The deeper you dig, the more telling the decline. The league’s middle-class has regressed: The sixth highest-ranked passer this season would have been 16th a season ago. And since Week 9, by which point a whole bunch of teams had hit their all-important bye week and been given the opportunity to tweak their offense, the most effective quarterback in football has been … Taylor Heinicke. And by some distance:
There are caveats in those figures – different strength of schedules and Murray’s injury to name but two – but the numbers illustrate the overall point: Quarterbacks have struggled in 2021.
Some of this is an elemental part of the sport, the seesawing nature of offense v defense. Nothing in football is new. Whoever is on the other side of the ball finds a counter. The new idea becomes an old idea. A new one takes hold.

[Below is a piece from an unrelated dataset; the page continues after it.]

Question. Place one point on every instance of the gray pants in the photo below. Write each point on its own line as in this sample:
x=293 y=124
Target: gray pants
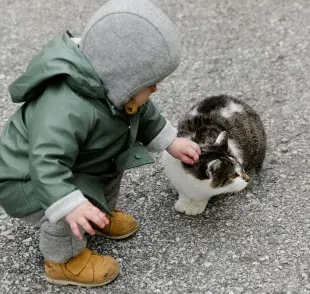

For the past five years, smart teams have taken tried-and-trusted concepts that work at the pro-level and paired them with new ideas that emanated out of college football’s enlightenment period. The age of pace-and-space came to the pros and the league hasn’t looked back since. Pair savvy structures with the most dynamic players to ever play the most important position, and you get something approaching football nirvana.
The Chiefs and Packers torched fools with such structures. While over in Buffalo, San Francisco and Tennessee, quarterbacks that had spotty starts to their careers were suddenly elevated into MVP candidates or at least hit the Quarterback You Can Win With ceiling. The middle strand of quarterback talent was lifted to new heights; the best went places few could have conceived as recently as the 2010s.
This season, defenses have fought back. Teams have shifted en masse to two-deep safety coverages, keeping as many men back as possible for as long as possible. The strategy is intended to cut off deep shots down the field. By doing so, they’re daring pass-heavy teams that are built to play through their quarterback to run the ball or to drive down the field in small chunks rather than go for huge gains through the air. Offenses are left with a tricky choice: To remove the ball from the quarterback’s hand altogether or to ask a batch of off-script freelancers to perform perfectly in 15 play increments.
Defenses want opponents to take 10-20 plays per possession, hoping they’ll turn the ball over or make a mistake before they’re able to score. Are Mahomes and Rodgers willing to take easy, short passes rather than hang around for something to develop down the field? Will Justin Herbert or Joe Burrow get antsy, wanting to indulge their bombs away side? That’s the gamble defenses have made.
It’s a more conservative style, but it has worked. Some of the league’s most prolific scoring machines have become stuck in the mud. The only answer: To run the ball more, something that is anathema to some of the game’s most forward-thinking offensive minds and that requires a perfect 11-man ballet to execute rather than the individual brilliance of the quarterback.
Offenses shifting to a more run-focused plan is in and of itself a win for a great majority of the league’s defenses. There’s a reason that in a season that calls for defensive ingenuity, quarterback efficiency, and run-game diversity that Bill Belichick and the Patriots find themselves at the top of the AFC.
To win this year’s title a team will have to run the ball well enough to force defenses out of their two-deep shells, creeping an extra defender up to the line of scrimmage to stop the run. The league’s most effective offenses are already adapting. No prizes for guessing that the Cardinals, Patriots, and Packers, three Super Bowl favorites, rank in the top-six in run-game EPA per play so far this season. The Bucs, the defending champions, sit in 10th.
Last year’s Bucs were as well-rounded a champion as the league has produced. Offense, defense, special teams … you name it, they did it at a high level. It’s why bringing back everyone from that year’s group was so essential.
It’s going to take a similarly well-built team to rip through the playoffs this go around. There will be no hiding place for a team elevated purely by the brilliance of the most important player on the field.
The natural cycle of the NFL has swung back in favor of the defense, evening out the playing field. Now, it’s time for the sport’s top offensive minds to find counters to the counters. And the best answer might just be the oldest of them all: Line-up the big guys and run the ball.